Selain itu, dengan banyaknya basis massa yang dimiliki oleh organisasi berbasis keagamaan, bukan hal yang mustahil untuk mereka membuat gerakan yang masif dan konstruktif untuk berkontribusi mengurangi dampak kerusakan alam.

Kegiatan sosial mulai dari kampanye, pendidikan terkait pentingnya kelestarian alam, hingga penggalangan dana sangat mungkin dilaksanakan oleh organisasi-organisasi dengan basis massa yang tersebar di seluruh penjuru negeri seperti ormas-ormas keagamaan tersebut. 

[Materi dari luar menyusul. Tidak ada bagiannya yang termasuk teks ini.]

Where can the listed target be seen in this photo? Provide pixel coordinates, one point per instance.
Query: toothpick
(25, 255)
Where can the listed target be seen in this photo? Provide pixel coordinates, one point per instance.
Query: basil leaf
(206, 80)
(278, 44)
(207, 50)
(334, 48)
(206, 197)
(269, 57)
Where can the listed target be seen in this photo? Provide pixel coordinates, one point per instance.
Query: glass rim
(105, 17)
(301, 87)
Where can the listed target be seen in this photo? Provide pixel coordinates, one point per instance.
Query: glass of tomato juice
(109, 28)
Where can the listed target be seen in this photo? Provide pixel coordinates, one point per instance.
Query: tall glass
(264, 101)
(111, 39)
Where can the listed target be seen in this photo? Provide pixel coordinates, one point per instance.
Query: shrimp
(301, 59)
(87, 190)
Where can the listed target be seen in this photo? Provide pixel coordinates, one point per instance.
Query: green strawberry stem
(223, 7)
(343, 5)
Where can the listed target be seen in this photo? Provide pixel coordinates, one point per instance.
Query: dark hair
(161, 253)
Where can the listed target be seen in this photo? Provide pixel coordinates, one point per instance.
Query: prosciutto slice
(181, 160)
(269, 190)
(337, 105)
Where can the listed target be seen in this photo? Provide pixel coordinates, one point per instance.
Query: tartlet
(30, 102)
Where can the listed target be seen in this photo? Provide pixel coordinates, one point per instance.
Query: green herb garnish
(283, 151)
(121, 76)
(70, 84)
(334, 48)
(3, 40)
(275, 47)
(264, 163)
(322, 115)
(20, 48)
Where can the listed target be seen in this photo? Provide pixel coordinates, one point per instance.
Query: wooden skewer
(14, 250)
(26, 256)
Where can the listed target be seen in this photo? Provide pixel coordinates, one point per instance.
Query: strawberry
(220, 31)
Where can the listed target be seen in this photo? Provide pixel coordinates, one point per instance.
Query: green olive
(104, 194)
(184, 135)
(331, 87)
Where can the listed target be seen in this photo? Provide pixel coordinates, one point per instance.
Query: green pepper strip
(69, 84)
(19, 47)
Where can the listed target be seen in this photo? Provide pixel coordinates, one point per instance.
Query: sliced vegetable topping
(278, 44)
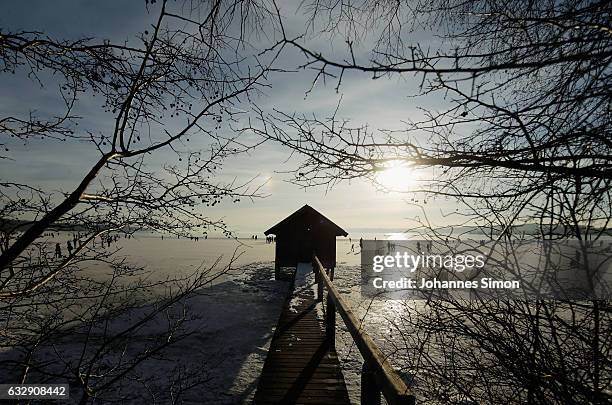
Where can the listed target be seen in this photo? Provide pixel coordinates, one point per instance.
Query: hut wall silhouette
(303, 233)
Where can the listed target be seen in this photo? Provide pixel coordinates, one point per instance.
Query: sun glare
(397, 176)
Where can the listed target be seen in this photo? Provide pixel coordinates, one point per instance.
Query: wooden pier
(302, 366)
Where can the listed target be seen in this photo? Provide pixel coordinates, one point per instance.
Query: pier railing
(377, 376)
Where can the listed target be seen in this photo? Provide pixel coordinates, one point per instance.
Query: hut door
(305, 248)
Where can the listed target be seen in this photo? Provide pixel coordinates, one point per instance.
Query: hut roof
(309, 214)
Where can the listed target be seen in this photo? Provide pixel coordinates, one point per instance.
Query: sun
(396, 176)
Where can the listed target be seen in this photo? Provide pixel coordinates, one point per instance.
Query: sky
(357, 206)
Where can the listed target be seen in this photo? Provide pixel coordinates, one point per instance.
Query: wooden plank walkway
(302, 367)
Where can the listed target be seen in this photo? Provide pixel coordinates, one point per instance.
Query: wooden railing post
(330, 325)
(378, 376)
(370, 393)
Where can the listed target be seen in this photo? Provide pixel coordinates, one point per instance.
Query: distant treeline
(9, 224)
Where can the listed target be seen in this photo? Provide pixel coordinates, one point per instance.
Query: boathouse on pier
(303, 233)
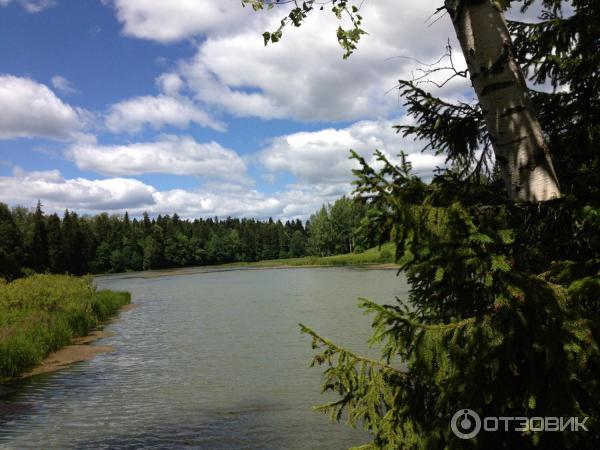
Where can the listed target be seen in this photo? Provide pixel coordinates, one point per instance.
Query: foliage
(41, 314)
(32, 242)
(502, 315)
(383, 254)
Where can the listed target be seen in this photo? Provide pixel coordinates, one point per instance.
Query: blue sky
(139, 105)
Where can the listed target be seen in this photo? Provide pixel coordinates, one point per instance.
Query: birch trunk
(516, 135)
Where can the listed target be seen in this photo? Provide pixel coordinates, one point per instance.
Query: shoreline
(79, 350)
(193, 270)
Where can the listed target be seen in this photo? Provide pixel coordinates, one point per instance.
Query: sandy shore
(80, 349)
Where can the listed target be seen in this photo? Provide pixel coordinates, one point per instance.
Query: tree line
(32, 241)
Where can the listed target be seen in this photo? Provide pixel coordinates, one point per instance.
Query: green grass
(42, 313)
(376, 255)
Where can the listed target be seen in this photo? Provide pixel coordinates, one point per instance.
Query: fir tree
(502, 315)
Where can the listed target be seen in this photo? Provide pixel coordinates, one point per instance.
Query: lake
(208, 359)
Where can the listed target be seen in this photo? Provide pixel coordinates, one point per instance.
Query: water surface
(210, 360)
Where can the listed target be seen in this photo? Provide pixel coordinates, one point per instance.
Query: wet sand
(79, 350)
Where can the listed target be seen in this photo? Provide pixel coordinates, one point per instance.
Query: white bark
(519, 145)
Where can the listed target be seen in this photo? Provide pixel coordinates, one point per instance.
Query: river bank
(41, 314)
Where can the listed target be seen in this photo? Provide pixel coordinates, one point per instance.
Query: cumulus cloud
(170, 83)
(117, 195)
(31, 109)
(171, 155)
(233, 200)
(174, 20)
(63, 85)
(322, 156)
(32, 6)
(80, 194)
(303, 77)
(133, 114)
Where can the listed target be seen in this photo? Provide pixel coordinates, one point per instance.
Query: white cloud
(32, 6)
(117, 195)
(31, 109)
(80, 194)
(304, 77)
(174, 20)
(63, 85)
(170, 83)
(322, 156)
(236, 201)
(171, 155)
(133, 114)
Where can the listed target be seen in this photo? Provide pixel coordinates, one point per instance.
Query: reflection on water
(208, 360)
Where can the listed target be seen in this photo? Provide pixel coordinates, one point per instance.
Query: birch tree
(503, 314)
(516, 137)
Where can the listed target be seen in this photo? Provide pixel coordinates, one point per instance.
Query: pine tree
(11, 245)
(38, 249)
(502, 315)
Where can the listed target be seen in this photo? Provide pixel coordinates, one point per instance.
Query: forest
(34, 242)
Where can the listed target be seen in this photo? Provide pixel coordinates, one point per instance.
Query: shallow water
(207, 360)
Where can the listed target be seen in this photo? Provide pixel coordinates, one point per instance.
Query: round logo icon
(466, 424)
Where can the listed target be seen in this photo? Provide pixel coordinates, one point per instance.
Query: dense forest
(31, 241)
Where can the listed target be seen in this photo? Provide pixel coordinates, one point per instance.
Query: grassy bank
(42, 313)
(376, 255)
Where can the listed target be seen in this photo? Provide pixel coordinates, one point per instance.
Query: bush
(42, 313)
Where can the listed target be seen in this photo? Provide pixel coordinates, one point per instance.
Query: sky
(178, 107)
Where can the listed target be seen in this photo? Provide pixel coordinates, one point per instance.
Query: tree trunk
(516, 135)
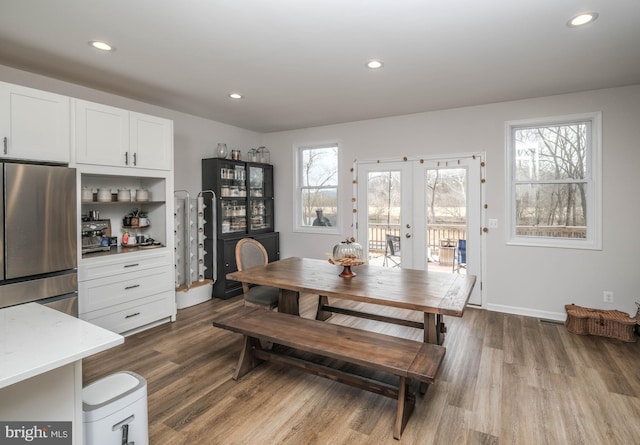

Beberapa hasil bahtsul masail PBNU, misalnya di Muktamar Cipasung 1994 serta PCNU Jember pada tahun 2019 yang menghasilkan simpulan penolakan izin tambang sebenarnya menunjukkan bahwa institusi berbasis keagamaan mampu bersikap kritis dan mempertimbangkan hak masyarakat.

Dengan pendirian yang berjarak dengan kehidupan masyarakat tersebut, tidak mengherankan jika di kemudian hari pemberian konsesi tambang kepada ormas keagamaan diterima dengan tangan terbuka. Karena memang tidak ada lagi kepedulian dan kepentingan ormas keagamaan untuk membela kelestarian lingkungan hidup serta memikirkan dampak jangka panjang konsesi tersebut untuk masyarakat. 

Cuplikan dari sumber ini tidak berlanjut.